The ice core is 2035 m long and has a diameter of 10 cm.
It was drilled with less than 6° deviation from vertical, and less than 2 m is missing.
The deepest 22 m consists of silty ice with an increasing concentration of pebbles downward.
In the depth interval 800 to 1400 m the ice was extremely brittle, and even careful handling unavoidably damaged this part of the core, but the rest of the core is in good to excellent condition.”
Summer melting is usually the rule at Dye 3, and there is occasional melting even in north Greenland.
All of these meltings disturb the clarity of the annual record to some degree.
“An exceptionally warm spell can produce features which extend downwards by percolation, along isolated channels, into the snow of several previous years. This can happen in regions which generally have little or no melting at the snow surface as exemplified during mid July 1954 in north-west Greenland. Such an event could lead to the conclusion that two or three successive years had abnormally warm summers, whereas all the icing formed during a single period which lasted for several days. The location where melt features will have the greatest climactic significance is high in the percolation facies where summer melting is common but deep percolation is minimal. Dye 3 in southern Greenland (65°11’N; 43°50’W) is such a location.”

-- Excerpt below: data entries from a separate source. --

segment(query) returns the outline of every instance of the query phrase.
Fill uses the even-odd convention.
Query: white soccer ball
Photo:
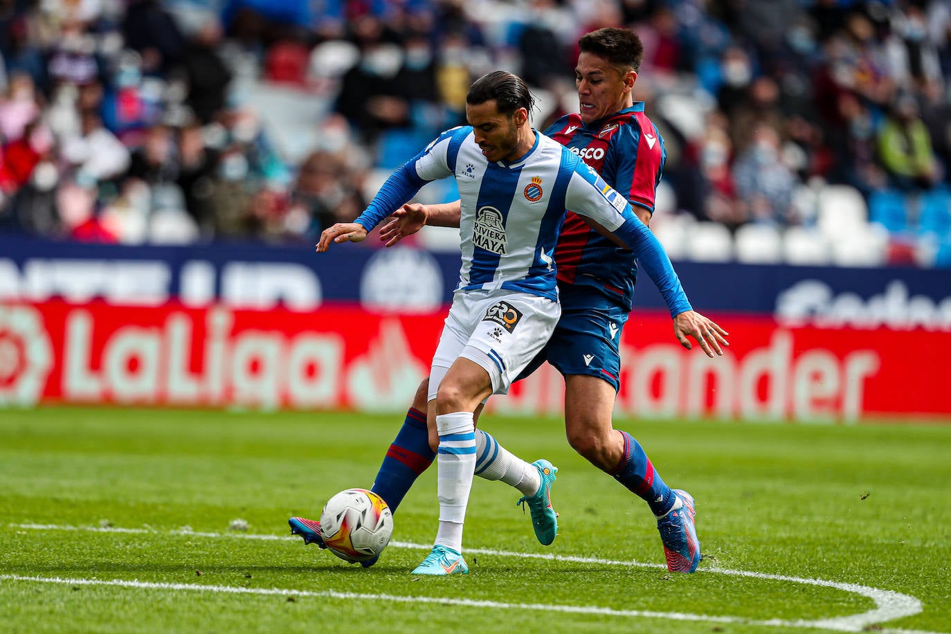
[[[320,513],[323,543],[351,564],[379,555],[392,535],[393,512],[383,498],[365,489],[341,490]]]

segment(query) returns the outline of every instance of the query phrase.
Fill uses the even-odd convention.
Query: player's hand
[[[721,346],[729,345],[729,341],[727,340],[729,333],[696,311],[687,311],[673,317],[673,336],[680,341],[680,345],[691,350],[688,335],[697,340],[708,356],[716,355],[722,356]]]
[[[379,240],[384,242],[383,246],[393,246],[403,238],[422,229],[428,217],[426,205],[407,202],[393,212],[392,220],[379,229]]]
[[[317,252],[323,253],[330,248],[331,242],[361,242],[366,238],[366,227],[359,222],[338,222],[328,227],[320,234],[317,243]]]

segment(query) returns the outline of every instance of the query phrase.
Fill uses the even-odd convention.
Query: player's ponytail
[[[498,111],[507,115],[523,107],[531,116],[535,106],[534,95],[522,78],[505,70],[482,75],[473,83],[466,95],[466,104],[470,106],[493,100]]]

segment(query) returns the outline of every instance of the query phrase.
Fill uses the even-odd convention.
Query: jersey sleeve
[[[362,224],[367,231],[372,231],[384,218],[416,196],[424,184],[452,176],[454,168],[450,163],[455,163],[455,157],[451,154],[454,148],[458,148],[461,141],[458,138],[459,131],[462,129],[456,127],[446,130],[425,149],[400,165],[386,179],[370,204],[354,221]]]
[[[579,164],[569,183],[565,203],[572,211],[591,218],[624,240],[656,284],[671,317],[692,310],[660,241],[634,215],[631,203],[584,163]]]

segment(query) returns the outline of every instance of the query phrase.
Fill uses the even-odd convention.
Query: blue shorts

The NOAA website provides access to the Dye 3 d18O data published in 1985.
DYE 3 DELTA 18-O VS DEPTH
Langway, C.C., Jr., H. Oeschger, and W. Dansgaard (eds.), 1985.
Greenland ice core: Geophysics, geochemistry and environment:
Geophysical Monographs, v. 33, American Geophysics Union, Washington D.C.
The d18O data for Dye 3 curiously starts at around 82 metres and the observer is left to speculate about the shape of the complete d18O profile where [presumably] the upper layers reveal summer melt features which are “usually the rule” at Dye 3.
The curious shape of the published d18O profile appears to include artefacts that reflect the curious regime of sampling increments chosen.
The curious sampling increment regime suggests a degree of confirmation bias [where you get what you look for] and a degree of cherry picking especially when the uppermost 81 metres have been excluded.